Bloomberg left office as mayor December 31, 2013, and there was no end to the articles summing up what Mr. Bloomberg theoretically accomplished and had `bestowed' upon the city. A few of these articles mentioned Bloomberg's wealth. The New York Times article that likely did so most directly and with the most detail had some fun with its subject, engaging in some peculiar calculus, an estimation that over the past twelve years that Michael Bloomberg was mayor of New York City he spent about "$650 million" (an “undoubtedly low” estimate according to the article) on things associated with the way he ran his office. Some of the expenditures sounded almost like gifts to the public, given that taxpayers theoretically didn't pay for them, . . Things like about $62,400 to clean fish tanks Bloomberg installed in City Hall, noshes for his City hall Staff, private planes for his aides to travel. See: Cost of Being Mayor? $650 Million, if He’s Rich, by Michael Barbaro and Kitty Bennett, December 29, 2013.
Clean fish tanks and bagels notwithstanding, what really boosted and comprised a substantial portion of the $650 million figure the Times reporters came up with are the huge sums Bloomberg invested to stay in office, retain and firm up his control of it: “He poured at least $268 million of his personal funds into three campaigns for mayor” and hundreds of millions of dollars “to New York arts, civic, health and cultural groups, personally and through his company, Bloomberg LP” (I won’t give the article’s figure for the charities because if you look at the figures in the Times article and its links I think you will find the amounts grossly understated), and “$23 million” in campaign donations (again understated?).

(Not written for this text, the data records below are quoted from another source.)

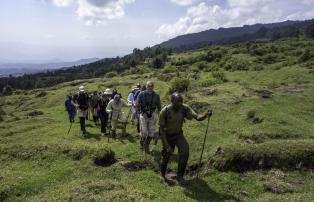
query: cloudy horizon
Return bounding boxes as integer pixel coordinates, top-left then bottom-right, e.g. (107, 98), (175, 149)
(0, 0), (314, 62)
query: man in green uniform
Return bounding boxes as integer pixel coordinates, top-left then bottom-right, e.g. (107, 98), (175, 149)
(159, 92), (212, 185)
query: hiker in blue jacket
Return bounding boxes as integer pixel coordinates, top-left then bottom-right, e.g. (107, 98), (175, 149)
(64, 95), (76, 123)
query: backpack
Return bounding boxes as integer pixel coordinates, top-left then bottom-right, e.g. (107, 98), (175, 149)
(139, 91), (157, 118)
(165, 105), (187, 123)
(64, 99), (75, 111)
(76, 93), (88, 110)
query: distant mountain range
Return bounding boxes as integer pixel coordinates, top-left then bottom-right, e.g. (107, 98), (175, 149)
(0, 58), (100, 77)
(155, 20), (314, 50)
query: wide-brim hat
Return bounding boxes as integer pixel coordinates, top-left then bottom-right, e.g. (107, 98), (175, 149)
(132, 86), (140, 90)
(79, 86), (85, 92)
(103, 88), (112, 95)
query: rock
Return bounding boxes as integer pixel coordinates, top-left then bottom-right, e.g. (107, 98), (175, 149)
(157, 73), (174, 81)
(188, 101), (210, 112)
(200, 88), (218, 96)
(256, 90), (273, 99)
(26, 110), (44, 117)
(119, 161), (153, 171)
(36, 91), (47, 97)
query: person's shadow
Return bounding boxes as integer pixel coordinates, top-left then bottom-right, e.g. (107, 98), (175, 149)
(83, 132), (101, 140)
(117, 133), (135, 144)
(184, 178), (239, 202)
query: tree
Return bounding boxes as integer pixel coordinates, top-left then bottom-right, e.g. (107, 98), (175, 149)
(151, 56), (165, 69)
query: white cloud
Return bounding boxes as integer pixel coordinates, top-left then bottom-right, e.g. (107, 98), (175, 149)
(171, 0), (200, 6)
(156, 0), (314, 39)
(51, 0), (74, 7)
(302, 0), (314, 5)
(77, 0), (135, 25)
(44, 34), (57, 39)
(46, 0), (135, 25)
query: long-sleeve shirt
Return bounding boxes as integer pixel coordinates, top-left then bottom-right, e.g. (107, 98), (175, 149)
(106, 99), (131, 113)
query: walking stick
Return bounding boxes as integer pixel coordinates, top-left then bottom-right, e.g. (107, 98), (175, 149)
(67, 122), (73, 135)
(108, 111), (112, 143)
(196, 116), (210, 178)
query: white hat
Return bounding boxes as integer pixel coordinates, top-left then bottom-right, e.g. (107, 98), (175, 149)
(104, 88), (112, 95)
(79, 86), (85, 92)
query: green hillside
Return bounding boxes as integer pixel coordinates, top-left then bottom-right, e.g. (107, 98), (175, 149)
(0, 39), (314, 201)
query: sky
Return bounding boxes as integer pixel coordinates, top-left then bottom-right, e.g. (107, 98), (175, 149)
(0, 0), (314, 63)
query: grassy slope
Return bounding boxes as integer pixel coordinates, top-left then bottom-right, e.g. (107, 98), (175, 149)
(0, 38), (314, 201)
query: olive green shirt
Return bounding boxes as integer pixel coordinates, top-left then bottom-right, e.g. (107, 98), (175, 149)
(159, 104), (197, 135)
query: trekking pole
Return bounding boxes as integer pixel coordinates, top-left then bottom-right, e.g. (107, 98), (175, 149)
(126, 105), (133, 121)
(196, 116), (210, 178)
(108, 111), (112, 143)
(67, 122), (73, 136)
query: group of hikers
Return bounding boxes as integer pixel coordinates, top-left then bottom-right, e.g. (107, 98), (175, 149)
(65, 81), (212, 185)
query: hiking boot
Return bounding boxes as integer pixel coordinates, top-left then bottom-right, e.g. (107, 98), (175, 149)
(159, 175), (175, 186)
(111, 130), (116, 139)
(177, 176), (188, 186)
(144, 144), (150, 154)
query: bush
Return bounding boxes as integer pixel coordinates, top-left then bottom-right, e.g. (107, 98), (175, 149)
(2, 85), (13, 96)
(299, 49), (312, 62)
(105, 71), (118, 78)
(211, 140), (314, 172)
(224, 58), (251, 71)
(246, 110), (256, 119)
(202, 50), (223, 62)
(212, 71), (228, 83)
(198, 79), (216, 87)
(261, 53), (277, 64)
(169, 77), (190, 94)
(94, 149), (117, 167)
(251, 64), (264, 71)
(161, 65), (178, 74)
(204, 63), (219, 72)
(151, 56), (165, 69)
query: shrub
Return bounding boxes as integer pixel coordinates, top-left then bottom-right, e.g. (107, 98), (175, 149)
(261, 53), (277, 64)
(169, 77), (190, 93)
(105, 71), (118, 78)
(212, 71), (228, 83)
(246, 110), (256, 119)
(299, 49), (312, 62)
(211, 140), (314, 172)
(161, 65), (178, 74)
(198, 79), (216, 87)
(251, 64), (264, 71)
(151, 56), (165, 69)
(224, 58), (250, 71)
(202, 50), (223, 62)
(94, 149), (117, 167)
(2, 85), (13, 96)
(204, 63), (219, 72)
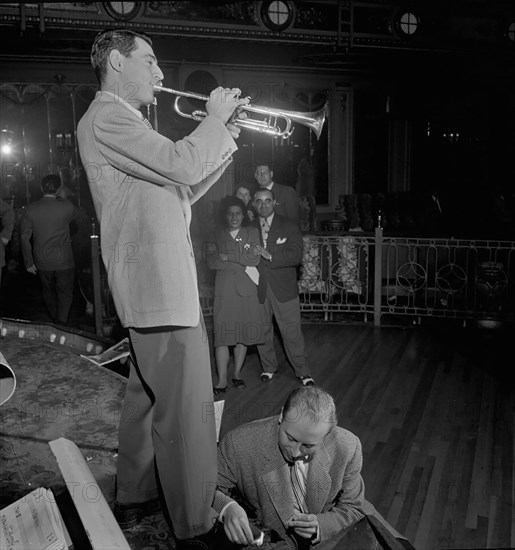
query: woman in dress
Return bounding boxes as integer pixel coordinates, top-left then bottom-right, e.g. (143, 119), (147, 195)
(208, 196), (264, 397)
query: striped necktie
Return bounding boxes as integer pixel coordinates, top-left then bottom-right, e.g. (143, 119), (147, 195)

Take a look at some of the figures and calculations in this 2009 Noticing New York article for more orientation on these sorts of expenditures: Sunday, November 1, 2009, Bloomberg vs. Thomson (54% to 29%?): It’s Not What You Think. (For Instance the “P” is Missing and What Might “P” Stand For?).
It appears the Times reporters used a mixture of research and access to generate the story:
To calculate Mr. Bloomberg’s spending, The Times relied on public documents, travel records, philanthropy databases, conversations with vendors and interviews with his government employees.$650 million seems like a figure sufficient to arrest our attention and perhaps bemuse, but where was the summing up of the really much bigger numbers representing the really big picture? Whatever Bloomberg might have been spending while in office, however many hundreds of millions that was, it is nothing compared to the wealth he was accruing at the same time. Further, to inform the public that Bloomberg was a relatively rich man when he entered office and throughout his tenure isn't telling the most important part of the important story about his wealth even if people garner from the telling that Bloomberg left office a lot richer than he came in, which he absolutely did. The real story is the phenomenal, unusual, rate at which his wealth increased while he was theoretically directing a significant amount of his attention to the job of running the city, and not supposedly to the elevation of his wealth.

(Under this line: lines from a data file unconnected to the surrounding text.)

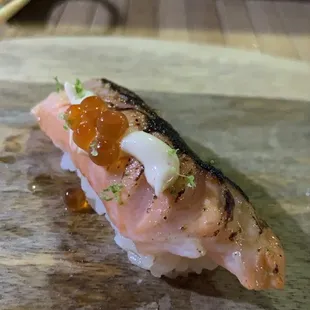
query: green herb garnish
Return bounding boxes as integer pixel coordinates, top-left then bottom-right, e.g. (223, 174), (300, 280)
(100, 183), (124, 204)
(74, 79), (85, 98)
(54, 76), (64, 93)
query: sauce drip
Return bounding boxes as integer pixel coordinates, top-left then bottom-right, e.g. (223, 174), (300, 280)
(63, 187), (94, 213)
(64, 96), (129, 166)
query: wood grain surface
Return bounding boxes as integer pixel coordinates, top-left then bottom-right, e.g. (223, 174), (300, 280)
(0, 0), (310, 61)
(0, 38), (310, 310)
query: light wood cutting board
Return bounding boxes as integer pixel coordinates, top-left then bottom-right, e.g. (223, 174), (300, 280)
(0, 38), (310, 310)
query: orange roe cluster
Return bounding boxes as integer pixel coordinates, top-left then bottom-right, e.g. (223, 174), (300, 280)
(64, 96), (129, 166)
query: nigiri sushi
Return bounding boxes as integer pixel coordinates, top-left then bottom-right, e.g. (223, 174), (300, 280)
(31, 79), (285, 290)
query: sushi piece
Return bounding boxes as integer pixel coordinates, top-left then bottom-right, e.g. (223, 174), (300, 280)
(32, 79), (285, 290)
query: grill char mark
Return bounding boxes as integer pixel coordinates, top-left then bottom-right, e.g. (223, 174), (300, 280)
(100, 78), (249, 201)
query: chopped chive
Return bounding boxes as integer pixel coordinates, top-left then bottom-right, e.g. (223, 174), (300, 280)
(168, 148), (179, 156)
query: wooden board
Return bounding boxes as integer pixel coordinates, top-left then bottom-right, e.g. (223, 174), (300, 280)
(0, 38), (310, 310)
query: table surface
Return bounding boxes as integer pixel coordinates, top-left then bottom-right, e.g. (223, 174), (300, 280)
(0, 0), (310, 61)
(0, 38), (310, 310)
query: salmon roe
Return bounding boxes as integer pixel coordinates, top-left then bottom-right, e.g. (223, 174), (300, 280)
(65, 105), (81, 130)
(65, 96), (129, 166)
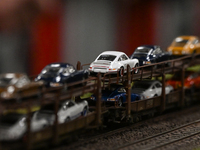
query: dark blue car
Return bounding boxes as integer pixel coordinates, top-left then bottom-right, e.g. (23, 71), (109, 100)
(91, 84), (141, 106)
(130, 45), (171, 66)
(35, 63), (89, 87)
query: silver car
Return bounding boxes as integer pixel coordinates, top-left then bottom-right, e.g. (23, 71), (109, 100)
(33, 100), (89, 125)
(89, 51), (139, 76)
(132, 80), (174, 99)
(0, 113), (48, 141)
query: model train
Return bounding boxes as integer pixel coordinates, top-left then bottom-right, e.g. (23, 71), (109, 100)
(0, 35), (200, 149)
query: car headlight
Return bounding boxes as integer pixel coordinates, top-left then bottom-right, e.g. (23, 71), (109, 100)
(7, 86), (15, 93)
(50, 82), (63, 87)
(108, 68), (117, 71)
(182, 50), (186, 54)
(107, 98), (115, 101)
(143, 61), (151, 65)
(56, 76), (61, 82)
(1, 92), (10, 98)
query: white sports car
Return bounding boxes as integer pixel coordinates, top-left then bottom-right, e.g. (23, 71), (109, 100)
(89, 51), (139, 76)
(33, 100), (89, 125)
(0, 113), (48, 141)
(132, 80), (174, 99)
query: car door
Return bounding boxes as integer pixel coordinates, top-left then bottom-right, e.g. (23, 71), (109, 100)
(155, 82), (162, 96)
(63, 66), (77, 83)
(121, 54), (132, 70)
(66, 101), (80, 120)
(191, 39), (200, 53)
(144, 84), (158, 98)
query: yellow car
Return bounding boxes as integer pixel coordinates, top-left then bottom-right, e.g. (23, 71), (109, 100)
(167, 36), (200, 55)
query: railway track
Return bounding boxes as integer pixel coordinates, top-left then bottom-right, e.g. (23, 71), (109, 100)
(54, 106), (200, 150)
(116, 120), (200, 150)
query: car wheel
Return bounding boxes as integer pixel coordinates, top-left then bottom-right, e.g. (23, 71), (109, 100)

People are utterly inured to the idea that rich men could be getting richer. "The poor stay poor, the rich get rich" is, after all, a line of Leonard Cohen's song, "Everybody Knows" (1988), a song that also choruses that everybody also knows "the dice are loaded," but the axiomatic sentiment goes back eons in the popular culture, appearing similarly in the 1921 Tin Pan Ally hit by Richard Whiting, Raymond Egan and Gus Kahn', "Ain't We Got Fun": "There's nothing surer, The rich get rich and the poor get poorer." "Everybody Knows" came out toward the end of Ronald Reagan's presidency. "Ain't We Got Fun" was popular throughout the pre-Great Depression Roaring Twenties and for long afterwards.

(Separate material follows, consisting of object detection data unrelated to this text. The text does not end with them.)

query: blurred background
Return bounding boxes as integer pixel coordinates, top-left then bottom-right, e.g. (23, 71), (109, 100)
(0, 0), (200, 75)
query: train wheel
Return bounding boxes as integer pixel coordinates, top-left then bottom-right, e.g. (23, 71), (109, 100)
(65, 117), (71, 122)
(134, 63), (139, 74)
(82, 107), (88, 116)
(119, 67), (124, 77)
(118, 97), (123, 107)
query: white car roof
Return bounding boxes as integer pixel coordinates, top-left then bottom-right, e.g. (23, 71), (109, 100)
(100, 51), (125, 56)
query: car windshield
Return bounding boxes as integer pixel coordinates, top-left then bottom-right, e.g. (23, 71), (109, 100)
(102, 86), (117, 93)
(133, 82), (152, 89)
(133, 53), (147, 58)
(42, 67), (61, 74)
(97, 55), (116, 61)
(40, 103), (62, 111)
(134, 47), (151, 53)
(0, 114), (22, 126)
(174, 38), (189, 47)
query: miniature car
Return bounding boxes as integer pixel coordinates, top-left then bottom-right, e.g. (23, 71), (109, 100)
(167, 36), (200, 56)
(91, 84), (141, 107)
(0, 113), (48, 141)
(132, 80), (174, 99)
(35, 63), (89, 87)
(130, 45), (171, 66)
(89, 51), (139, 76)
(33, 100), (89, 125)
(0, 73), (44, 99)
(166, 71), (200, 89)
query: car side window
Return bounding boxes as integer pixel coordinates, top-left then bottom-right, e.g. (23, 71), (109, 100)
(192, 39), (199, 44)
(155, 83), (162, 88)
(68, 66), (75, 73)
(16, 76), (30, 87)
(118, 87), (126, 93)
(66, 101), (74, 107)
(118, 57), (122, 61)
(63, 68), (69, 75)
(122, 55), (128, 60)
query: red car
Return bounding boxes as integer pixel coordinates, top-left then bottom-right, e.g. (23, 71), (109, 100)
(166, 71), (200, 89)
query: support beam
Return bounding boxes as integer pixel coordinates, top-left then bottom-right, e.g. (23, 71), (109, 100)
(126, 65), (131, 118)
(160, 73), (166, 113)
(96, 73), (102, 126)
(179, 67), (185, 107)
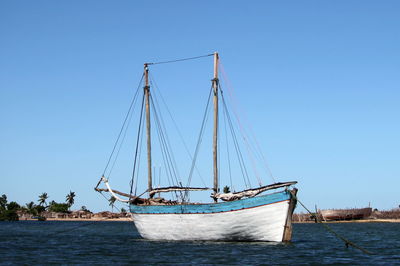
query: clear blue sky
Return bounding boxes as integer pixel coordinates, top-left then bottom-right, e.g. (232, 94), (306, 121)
(0, 1), (400, 211)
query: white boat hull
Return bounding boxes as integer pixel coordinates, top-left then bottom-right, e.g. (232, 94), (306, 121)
(132, 200), (291, 242)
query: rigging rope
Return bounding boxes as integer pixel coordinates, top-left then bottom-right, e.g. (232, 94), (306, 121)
(129, 94), (144, 200)
(99, 74), (144, 179)
(147, 54), (214, 65)
(185, 87), (213, 201)
(149, 73), (207, 187)
(219, 62), (276, 183)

Whatever was the case then when those sentiments were lyrically enshrined, wealth has since those times "become more concentrated in the hands (and bank accounts and houses) of the richest Americans." See: July 10, 2012, Richer Rich, and Poorer Poor, by Catherine Rampell, New York Times.
The share of national income flowing to the rich is at a record high even surpassing 1929. 95% of the increase in American income since 2009 has gone to the top 1%. This is because, in contradistinction to the aftermath of the Great Depression where income rebounded commensurately with losses across economic groups when the economy recovered, the benefits from the economy’s rebound since the last downturn, the Great Recession, has gone almost exclusively to the top 1%. Incomes are actually shrinking for the “bottom 90% of earners.” See: Daily chart- The rich get richer- Sep 12th 2013, by R.A., J.S. and L.P, the Economist. (If you like the charts in this NNY article you’ll like the one on this Economist article.)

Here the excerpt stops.